Sadece evet ya da hayır diye cevaplayabilirsin.
Evlenecek misin yoksa hayır mı?"

*****

"Uzun yıllar önce Britanya Kraliyetin de bir prenses doğdu. Bu prenses güzel mi güzeldi. Bütün şehrin gözleri bu prensesin üzerindeydi. Kral, prensesin diğer kızlarından güzel olduğunu düşünüyordu bu yüzden diğer kızlarından daha fazla sevdi prensesi.

Böylelikle diğer kızları kıskançlık içinde büyüdü.
Büyüyünce anladı babasının kızları arasında ayrımcılık yaptığını.
Ama anlaması, kardeşlerinin onu kıskanmasını değiştirmedi. Prenses Sophia, hep dışlandı kardeşleri tarafından.
Hep Sophia'nın kötülüğünü istediler."

Kendi hikayemi dinlemek bana güç veriyordu. Özellikle de bunu kendi ağzımdan dinliyorsam.
Ses kaydediciyi kapattım ve oturduğum özel koltuktan kalktım.
Ben sevmezdim maddi değeri yüksek olan eşyaları. Ben babamın parasını istemezdim. Ben diğer kardeşlerim gibi değildim. Ben kendi emeğimle kazanmak isterdim.

Ama eğer bir prenses olarak doğarsanız , sizin isteğiniz ile bir hayat yaşayamazdınız.

"Prenses Sophia, babanız sizi yemeğe bekliyor." Odaya giren yardımcı ile son kez aynadan üstümdeki kraliyet elbisesine baktım. Elbiselerden nefret ederdim. Ama prenses iseniz , sürekli elbise giymeniz gerekirdi.

Odadan çıktım. Büyük ve geniş merdivenlerden indim. Yemek odasına girdiğimde bütün gözler benim üzerimdeydi.

Yerime oturduğumda Kral, eliyle yemeğe başlayabileceğimizi gösterdi.
Ablam Prenses Alison, ablam Bari'nin yanında, eşi Eldon ile yanyana oturuyordu.
Yanı başımda oturan ablam Prenses Bari, bana kıskanç dolu gözlerle bakıyordu.
Bu hep böyleydi. Ben onların kıskandığı kişiydim.
"Baba, izin verirsen bugün ablam Prenses Alison ve kız kardeşim Prenses Bari ile dışarı çıkmak istiyoruz." Dedi ablam Belinda.

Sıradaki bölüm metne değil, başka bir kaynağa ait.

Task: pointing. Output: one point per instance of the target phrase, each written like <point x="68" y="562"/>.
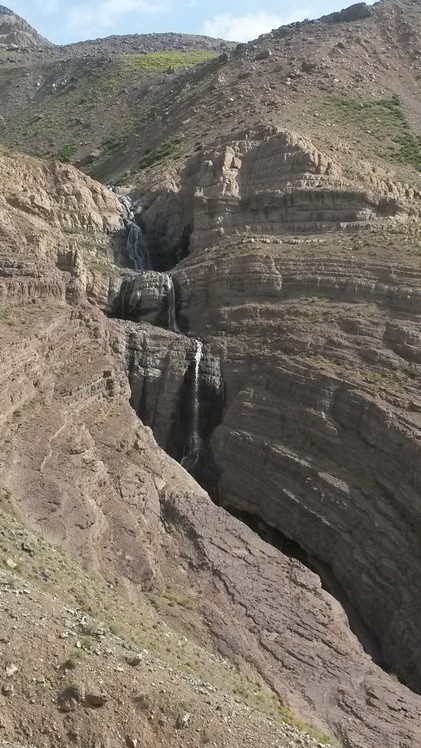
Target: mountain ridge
<point x="271" y="345"/>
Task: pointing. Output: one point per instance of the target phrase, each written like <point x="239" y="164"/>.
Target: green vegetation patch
<point x="383" y="120"/>
<point x="159" y="61"/>
<point x="169" y="148"/>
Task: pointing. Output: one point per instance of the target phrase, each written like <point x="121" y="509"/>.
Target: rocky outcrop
<point x="58" y="231"/>
<point x="266" y="182"/>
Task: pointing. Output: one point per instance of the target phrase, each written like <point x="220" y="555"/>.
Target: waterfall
<point x="194" y="444"/>
<point x="172" y="317"/>
<point x="136" y="248"/>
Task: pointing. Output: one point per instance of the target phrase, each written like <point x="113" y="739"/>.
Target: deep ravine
<point x="189" y="444"/>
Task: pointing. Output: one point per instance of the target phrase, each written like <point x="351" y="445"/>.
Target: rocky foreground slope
<point x="286" y="253"/>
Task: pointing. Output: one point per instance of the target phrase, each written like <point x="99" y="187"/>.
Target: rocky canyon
<point x="210" y="414"/>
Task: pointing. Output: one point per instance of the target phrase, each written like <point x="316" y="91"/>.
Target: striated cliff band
<point x="210" y="408"/>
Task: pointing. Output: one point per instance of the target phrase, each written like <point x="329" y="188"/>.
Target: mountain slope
<point x="15" y="32"/>
<point x="277" y="192"/>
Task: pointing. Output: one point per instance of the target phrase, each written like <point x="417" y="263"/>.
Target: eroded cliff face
<point x="268" y="181"/>
<point x="298" y="427"/>
<point x="313" y="340"/>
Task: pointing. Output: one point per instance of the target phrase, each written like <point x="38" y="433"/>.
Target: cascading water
<point x="136" y="248"/>
<point x="194" y="443"/>
<point x="172" y="317"/>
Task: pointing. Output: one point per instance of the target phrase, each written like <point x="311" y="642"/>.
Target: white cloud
<point x="104" y="14"/>
<point x="250" y="26"/>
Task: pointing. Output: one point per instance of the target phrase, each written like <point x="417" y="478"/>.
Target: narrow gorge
<point x="285" y="443"/>
<point x="210" y="367"/>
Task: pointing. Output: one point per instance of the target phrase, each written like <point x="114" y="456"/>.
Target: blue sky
<point x="65" y="21"/>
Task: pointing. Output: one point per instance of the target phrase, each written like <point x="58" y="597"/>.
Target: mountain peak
<point x="16" y="33"/>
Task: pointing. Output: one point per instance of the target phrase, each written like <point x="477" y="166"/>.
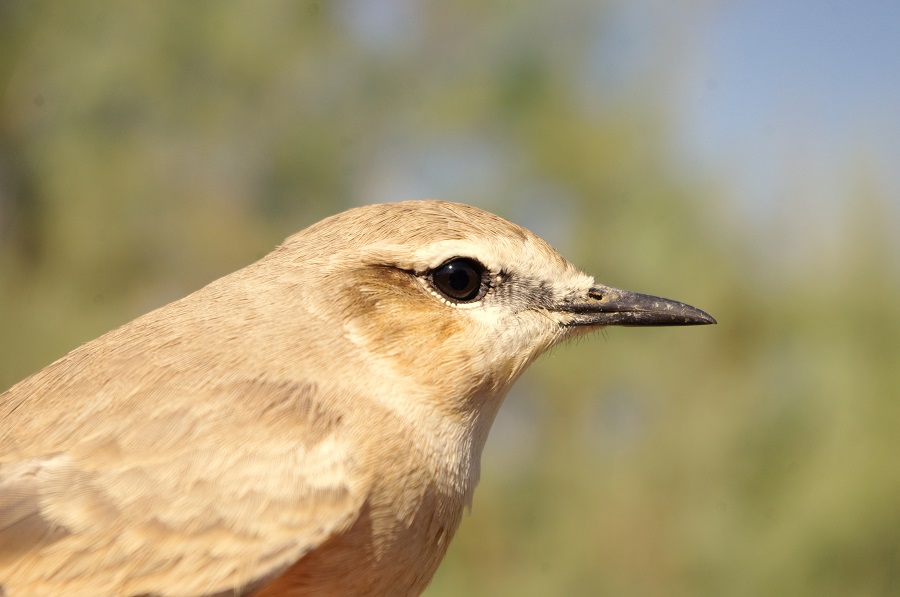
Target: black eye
<point x="459" y="279"/>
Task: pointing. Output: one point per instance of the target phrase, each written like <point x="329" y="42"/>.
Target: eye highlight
<point x="460" y="279"/>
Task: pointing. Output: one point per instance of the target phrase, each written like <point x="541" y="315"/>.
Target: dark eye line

Yine beni istemiyorlardı yanında.
Olsun. Ben dışarı çıkmayı sevmezdim zaten. Hem akşam olmuştu.

"Kardeşiniz Prenses Sophia'da sizinle gelecekse, elbette çıkabilirsiniz." Dedi dondurucu gözlerle bakarak.

"Hayır baba, ben bugün dışarı çıkmak istemiyorum." Dedim.

"Şuna bak. Biz zar zor izin almaya çalışalım. Kız, ben dışarı çıkmak istemiyorum, desin." Yanımda oturan Prenses Bari fısıltıyla konuşmuştu ama onu duymuştum.

"Madem öyleyse, dışarı çıkabilirsiniz." Babamın son sözü ile herkes yemeğini yemeğe devam etti.

⚔️

"Kalbimi geri ver bana,
cesur savaşçı.
Eğer vermezsen senden söke söke alırım."

*****

"Ah! Ne oluyor?" Biri beni kucağına almıştı. Ve yüksek sesle konuştuğu için uyanmıştım.

Neler oluyor burada!
Gözlerimi açtım ve bana bakan kahverengi çift gözle karşılaştım.
Bir dakika!
Bu, karşı kraliyetteki Prens Alex'ti. Farkettiğim şeyle duraksadım, dışarıdaydık.
Hızla kucağından yere atladım.

"Burada neler oluyor? Prens Alex, neden beni kucağınıza aldınız ve neden dışarıdayım?" Ben en son yatağımda uykuya dalmıştım.

"Prensesi alın ve arabaya götürün." Prens sorduğum sorulara cevap vermedi.

İki kolumdan da gardiyan tutacağı sırada kollarımı geriye doğru çektim ve hep kıyafetimin içinde sakladığım çakıyı çıkardım.

"Ben hiç bir yere gitmiyorum. Neler oluyor dedim burada."
"Bizi o elindeki şeyle korkutacağını mı sanıyorsun?" Prensin yarı alayla söylediği şeye sinirlendim.